A Russian ground offensive is more likely to take place along the front running east-west to the city of Zaporizhzhia, or in Donbass. But Ukraine must also protect recently liberated areas in Kherson or risk a Russian return – and that is absorbing troops.
Compared to Ukraine, Russia has troops to spare. This threw them into the “meat grinder” battle for Bakhmut in the east.
Ukraine says it urgently needs weapons that will offset Russia’s quantitative strategic advantage – like long-range missiles and fighter-bombers. Time is on the side of the Kremlin.
“Long-range weapons will change the course of war. We are sure of our victory, but then victory will be faster,” Ukrainian President Volodomyr Zelensky said on Friday.

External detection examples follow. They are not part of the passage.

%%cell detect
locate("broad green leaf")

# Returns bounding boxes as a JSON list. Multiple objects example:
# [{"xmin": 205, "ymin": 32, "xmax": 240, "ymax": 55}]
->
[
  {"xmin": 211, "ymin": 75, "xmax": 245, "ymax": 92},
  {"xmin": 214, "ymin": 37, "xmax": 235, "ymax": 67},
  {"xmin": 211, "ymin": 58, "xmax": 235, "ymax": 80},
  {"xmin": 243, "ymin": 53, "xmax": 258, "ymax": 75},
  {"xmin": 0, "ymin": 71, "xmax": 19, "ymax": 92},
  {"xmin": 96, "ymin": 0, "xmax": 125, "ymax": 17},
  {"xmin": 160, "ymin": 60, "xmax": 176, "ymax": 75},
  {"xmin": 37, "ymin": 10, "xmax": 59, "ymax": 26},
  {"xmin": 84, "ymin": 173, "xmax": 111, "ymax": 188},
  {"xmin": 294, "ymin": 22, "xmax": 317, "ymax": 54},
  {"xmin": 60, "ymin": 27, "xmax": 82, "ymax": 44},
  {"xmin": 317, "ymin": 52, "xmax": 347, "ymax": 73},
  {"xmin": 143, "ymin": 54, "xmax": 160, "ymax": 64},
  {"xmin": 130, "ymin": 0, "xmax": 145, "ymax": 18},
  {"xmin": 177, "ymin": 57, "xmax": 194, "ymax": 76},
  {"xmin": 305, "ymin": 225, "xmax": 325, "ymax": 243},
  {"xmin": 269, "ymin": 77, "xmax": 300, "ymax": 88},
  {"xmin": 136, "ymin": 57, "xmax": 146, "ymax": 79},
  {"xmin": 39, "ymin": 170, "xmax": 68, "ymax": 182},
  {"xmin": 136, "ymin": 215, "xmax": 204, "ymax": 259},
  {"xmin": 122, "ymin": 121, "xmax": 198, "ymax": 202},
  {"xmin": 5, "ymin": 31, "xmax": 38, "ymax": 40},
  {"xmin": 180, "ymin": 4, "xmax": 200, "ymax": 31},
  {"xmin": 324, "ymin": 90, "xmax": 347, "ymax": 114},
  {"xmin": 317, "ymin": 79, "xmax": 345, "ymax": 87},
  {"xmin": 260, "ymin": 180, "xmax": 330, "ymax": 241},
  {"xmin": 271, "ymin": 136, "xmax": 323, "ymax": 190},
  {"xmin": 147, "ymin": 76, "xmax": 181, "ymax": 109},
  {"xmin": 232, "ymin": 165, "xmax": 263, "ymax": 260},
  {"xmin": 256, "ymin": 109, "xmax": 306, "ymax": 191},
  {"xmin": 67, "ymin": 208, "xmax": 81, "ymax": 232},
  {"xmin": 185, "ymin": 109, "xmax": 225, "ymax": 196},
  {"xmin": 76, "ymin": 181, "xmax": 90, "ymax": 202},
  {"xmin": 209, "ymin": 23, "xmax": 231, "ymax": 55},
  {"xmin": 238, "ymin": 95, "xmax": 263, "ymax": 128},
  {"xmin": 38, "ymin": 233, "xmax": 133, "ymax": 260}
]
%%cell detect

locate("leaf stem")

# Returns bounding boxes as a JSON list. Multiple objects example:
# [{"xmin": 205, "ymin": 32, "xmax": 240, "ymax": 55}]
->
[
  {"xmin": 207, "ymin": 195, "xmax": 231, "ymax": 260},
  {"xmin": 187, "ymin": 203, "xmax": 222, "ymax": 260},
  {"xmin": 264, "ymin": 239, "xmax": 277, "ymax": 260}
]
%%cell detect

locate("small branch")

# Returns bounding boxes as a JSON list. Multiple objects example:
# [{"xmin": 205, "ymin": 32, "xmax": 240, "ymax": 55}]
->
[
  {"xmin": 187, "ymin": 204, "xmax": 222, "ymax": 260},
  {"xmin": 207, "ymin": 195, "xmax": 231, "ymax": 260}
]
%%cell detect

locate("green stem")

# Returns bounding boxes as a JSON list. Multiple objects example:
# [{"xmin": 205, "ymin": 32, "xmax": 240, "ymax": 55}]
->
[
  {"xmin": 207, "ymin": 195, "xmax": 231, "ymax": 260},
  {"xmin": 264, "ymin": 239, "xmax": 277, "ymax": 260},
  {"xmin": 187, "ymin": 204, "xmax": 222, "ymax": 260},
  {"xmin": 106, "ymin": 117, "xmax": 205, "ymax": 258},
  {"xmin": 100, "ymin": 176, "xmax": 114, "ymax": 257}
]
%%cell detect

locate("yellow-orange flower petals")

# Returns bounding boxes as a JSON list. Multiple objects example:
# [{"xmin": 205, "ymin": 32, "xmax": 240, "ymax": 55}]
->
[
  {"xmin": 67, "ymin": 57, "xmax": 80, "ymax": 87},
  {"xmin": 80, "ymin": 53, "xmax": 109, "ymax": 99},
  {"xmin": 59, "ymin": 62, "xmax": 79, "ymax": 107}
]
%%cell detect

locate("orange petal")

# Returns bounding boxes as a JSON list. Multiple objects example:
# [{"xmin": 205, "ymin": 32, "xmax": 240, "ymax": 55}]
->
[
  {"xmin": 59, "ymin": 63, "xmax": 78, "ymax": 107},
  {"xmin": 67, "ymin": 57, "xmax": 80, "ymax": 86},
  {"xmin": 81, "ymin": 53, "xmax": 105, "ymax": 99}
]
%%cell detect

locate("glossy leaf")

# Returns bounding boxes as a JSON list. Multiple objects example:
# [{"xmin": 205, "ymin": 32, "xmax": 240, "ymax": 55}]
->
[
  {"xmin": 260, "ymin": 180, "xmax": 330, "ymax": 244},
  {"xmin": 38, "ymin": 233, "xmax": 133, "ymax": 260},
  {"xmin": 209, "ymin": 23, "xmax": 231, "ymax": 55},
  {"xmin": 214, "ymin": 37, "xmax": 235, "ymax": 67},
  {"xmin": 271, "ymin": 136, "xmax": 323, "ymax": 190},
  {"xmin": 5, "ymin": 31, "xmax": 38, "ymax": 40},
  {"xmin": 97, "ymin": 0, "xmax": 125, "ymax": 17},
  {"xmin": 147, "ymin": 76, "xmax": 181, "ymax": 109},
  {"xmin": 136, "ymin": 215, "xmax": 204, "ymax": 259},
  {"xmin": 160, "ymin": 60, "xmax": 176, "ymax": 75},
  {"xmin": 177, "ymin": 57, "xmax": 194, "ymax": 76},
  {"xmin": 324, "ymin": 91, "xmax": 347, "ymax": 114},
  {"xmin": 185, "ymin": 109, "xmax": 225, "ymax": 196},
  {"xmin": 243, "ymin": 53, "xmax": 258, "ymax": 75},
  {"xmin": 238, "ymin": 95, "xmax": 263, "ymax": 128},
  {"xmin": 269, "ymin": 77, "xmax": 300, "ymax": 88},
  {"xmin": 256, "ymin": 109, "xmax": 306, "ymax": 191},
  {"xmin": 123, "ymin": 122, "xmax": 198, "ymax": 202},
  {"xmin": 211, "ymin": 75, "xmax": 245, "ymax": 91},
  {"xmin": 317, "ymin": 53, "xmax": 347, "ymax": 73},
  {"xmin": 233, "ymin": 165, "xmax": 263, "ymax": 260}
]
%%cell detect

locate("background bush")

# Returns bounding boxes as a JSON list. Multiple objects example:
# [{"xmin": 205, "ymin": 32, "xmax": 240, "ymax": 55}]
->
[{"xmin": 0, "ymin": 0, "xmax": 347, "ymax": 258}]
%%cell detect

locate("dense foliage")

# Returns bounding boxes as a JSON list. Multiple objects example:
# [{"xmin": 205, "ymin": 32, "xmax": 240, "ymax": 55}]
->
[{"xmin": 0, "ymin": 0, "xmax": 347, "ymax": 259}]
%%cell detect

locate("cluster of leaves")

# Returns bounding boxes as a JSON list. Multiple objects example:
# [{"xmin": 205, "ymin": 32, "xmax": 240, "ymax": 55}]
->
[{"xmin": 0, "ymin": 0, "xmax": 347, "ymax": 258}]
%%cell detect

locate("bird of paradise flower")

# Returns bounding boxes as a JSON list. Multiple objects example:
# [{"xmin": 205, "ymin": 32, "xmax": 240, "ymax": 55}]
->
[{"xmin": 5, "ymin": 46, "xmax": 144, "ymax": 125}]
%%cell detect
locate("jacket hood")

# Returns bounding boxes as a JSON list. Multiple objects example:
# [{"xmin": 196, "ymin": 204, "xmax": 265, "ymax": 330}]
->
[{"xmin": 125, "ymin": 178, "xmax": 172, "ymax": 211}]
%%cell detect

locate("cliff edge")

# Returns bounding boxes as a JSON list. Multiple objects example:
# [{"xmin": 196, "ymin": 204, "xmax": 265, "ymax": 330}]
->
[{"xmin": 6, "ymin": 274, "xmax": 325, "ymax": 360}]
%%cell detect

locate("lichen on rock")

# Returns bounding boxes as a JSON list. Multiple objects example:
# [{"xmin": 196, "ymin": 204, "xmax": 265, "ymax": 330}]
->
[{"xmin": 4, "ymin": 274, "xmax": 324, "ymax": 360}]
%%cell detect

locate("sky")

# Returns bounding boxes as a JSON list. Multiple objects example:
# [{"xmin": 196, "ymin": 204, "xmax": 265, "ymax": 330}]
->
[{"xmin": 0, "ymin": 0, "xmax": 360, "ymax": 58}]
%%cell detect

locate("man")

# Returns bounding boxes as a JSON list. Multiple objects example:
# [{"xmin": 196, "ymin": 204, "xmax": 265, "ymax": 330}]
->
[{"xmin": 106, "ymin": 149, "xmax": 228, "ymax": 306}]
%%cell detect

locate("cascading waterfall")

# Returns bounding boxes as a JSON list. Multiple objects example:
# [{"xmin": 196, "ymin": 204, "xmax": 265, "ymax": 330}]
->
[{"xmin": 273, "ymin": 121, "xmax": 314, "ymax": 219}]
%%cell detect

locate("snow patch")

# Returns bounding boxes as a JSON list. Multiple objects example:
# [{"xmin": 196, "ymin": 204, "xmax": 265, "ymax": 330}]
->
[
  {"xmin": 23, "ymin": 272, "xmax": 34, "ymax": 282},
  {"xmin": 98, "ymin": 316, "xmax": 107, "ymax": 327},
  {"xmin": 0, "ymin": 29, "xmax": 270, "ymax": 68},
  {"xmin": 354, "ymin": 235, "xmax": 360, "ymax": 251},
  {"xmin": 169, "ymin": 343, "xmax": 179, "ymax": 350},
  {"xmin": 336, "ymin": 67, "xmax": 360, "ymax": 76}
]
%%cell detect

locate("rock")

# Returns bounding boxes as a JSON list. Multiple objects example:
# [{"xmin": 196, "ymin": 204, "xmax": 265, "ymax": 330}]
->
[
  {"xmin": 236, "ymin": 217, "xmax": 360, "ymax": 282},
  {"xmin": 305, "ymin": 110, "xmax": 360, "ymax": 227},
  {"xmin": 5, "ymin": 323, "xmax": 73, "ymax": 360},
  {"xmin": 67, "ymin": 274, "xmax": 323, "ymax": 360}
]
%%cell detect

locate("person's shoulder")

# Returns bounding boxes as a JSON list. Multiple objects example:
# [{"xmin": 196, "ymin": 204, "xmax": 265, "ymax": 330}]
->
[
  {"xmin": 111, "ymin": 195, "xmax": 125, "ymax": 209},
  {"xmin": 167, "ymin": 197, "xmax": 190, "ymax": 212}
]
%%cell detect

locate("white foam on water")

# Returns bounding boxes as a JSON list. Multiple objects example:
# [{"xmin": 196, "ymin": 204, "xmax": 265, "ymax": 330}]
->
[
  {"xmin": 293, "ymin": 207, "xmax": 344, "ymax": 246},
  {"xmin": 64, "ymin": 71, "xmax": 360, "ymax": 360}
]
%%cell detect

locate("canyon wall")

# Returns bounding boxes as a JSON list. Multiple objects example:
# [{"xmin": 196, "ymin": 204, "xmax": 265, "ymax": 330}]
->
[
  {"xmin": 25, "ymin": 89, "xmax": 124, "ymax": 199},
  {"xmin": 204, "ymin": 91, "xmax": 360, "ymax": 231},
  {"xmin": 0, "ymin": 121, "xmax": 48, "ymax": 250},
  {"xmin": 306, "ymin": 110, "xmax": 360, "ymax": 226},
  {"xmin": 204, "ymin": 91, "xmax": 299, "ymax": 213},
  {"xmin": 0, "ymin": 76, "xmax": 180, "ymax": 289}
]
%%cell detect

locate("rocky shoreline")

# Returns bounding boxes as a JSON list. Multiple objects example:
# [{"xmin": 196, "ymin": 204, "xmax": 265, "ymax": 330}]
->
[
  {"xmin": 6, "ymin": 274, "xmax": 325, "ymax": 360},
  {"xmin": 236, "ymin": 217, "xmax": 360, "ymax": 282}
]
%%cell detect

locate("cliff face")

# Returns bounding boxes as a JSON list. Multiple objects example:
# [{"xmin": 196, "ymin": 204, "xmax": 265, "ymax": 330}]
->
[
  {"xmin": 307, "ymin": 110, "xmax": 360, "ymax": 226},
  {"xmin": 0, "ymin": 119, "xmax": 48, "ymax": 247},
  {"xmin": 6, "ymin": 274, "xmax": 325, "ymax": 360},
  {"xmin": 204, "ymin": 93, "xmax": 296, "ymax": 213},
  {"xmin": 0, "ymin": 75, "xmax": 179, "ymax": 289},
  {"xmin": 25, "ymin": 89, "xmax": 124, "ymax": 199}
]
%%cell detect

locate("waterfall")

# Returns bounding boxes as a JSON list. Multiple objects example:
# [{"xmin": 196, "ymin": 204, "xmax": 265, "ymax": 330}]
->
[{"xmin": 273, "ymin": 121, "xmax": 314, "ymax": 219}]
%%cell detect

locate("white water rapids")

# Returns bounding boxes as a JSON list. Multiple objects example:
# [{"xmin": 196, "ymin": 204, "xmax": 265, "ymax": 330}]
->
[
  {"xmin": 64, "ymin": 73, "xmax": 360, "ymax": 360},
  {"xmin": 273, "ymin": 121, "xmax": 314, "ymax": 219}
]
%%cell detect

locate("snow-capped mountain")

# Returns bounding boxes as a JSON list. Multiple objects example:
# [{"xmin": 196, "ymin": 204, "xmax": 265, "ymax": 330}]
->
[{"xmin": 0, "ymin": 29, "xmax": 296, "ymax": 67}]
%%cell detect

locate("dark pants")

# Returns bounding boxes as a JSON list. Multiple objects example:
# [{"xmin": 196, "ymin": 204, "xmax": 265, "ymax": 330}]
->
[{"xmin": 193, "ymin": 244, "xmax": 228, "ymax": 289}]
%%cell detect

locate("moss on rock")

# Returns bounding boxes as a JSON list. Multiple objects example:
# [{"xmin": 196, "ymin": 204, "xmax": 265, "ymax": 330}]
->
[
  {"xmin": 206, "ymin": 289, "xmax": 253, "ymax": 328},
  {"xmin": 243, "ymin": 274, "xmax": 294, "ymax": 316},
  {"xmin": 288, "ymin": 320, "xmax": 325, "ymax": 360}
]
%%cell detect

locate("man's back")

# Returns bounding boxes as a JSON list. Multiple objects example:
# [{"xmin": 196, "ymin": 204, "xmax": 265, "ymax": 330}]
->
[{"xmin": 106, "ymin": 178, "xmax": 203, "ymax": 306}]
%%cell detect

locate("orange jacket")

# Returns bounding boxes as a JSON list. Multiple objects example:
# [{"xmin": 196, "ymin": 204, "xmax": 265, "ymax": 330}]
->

Anatoly is a pensioner from the Antonivka district of Kherson. The area provides river views. It is near the main bridge over the Dnieper. And it’s an easy target for Russian forces.
He came to get something to cover his windows blown out by the bombardments. He finds a plastic tarp over a broken window where the town hall has been ripped through and cuts it open with a pocket knife. Artillery and rockets pound in the background.
Enduring Russian (and Soviet) invasions and atrocities is in Kherson’s DNA. It was one of the first prizes in the conquest of the region by Russian Empress Catherine the Great in the 18th century.
His adviser in this colonial expansion, Prince Grigory Potemkin was buried in St. Catherine’s Cathedral in Kherson. When the Russians were pushed back last year, they took his bones with them. If this symbol of Russian imperial designs on Kherson really never returned to the city, there is no doubt that the parties would return to Freedom Square.